Скоро вечер, садится солнце, и, хотя его не видно, мрамор меняется от минуты к минуте, как бы отмечая все стадии заката: камень становится розоватым, бледно–синим, потом лиловым. Вечернее небо, быстро тускнеющее, и тишина, кладбище почти безлюдно. Точно сиятельные родственники снесли сюда своих близких и разбежались.
Только слышно, как свистит, зарывшись в крону пинии, неведомая птица да стучит по каменному полу галереи державная палка, стучит с неотвратимой настойчивостью, ее стук возник, казалось, только что и приблизился со стремительностью ракеты — по всему, обладатель громогласной палки не обманывается насчет истинной ценности мраморных див.
Уркарт?
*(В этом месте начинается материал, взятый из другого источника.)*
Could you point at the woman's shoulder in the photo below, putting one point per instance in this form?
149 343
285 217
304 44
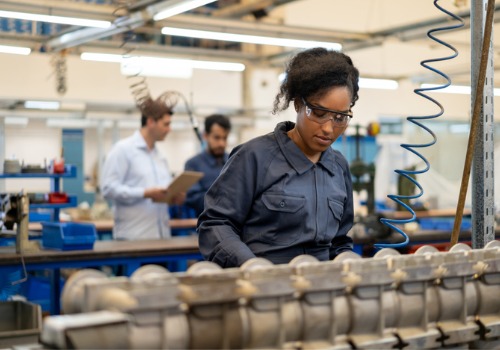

Да, это он: только пальто заменено плащом, да женская рука, сжимающая набалдашник палки, не так бела, как прежде, — не иначе побывала в эти дни на генуэзском солнце, а может, дала себя перекрасить заре, в руке есть предвечерняя розоватость мрамора.
Уркарт прошумел точно облако пыли, увлекая за собой стаю свитских.
Тихо, может быть даже тише, чем было прежде, — кажется, уход Уркарта воодушевил и неведомую птицу, зарывшуюся в крону пинии, она вдруг засвистела самозабвенно.
— Ничего не скажешь — деятелен, — кивнул Чичерин в сторону, где затих не очень охотно стек англичанина. — Мне иногда видится в происходящем закон всемирного тяготения: позиция небесного тела, называемого в просторечии Ллойд Джорджем, во многом зависит и от того, как действует такая фигура, как Ур–карт…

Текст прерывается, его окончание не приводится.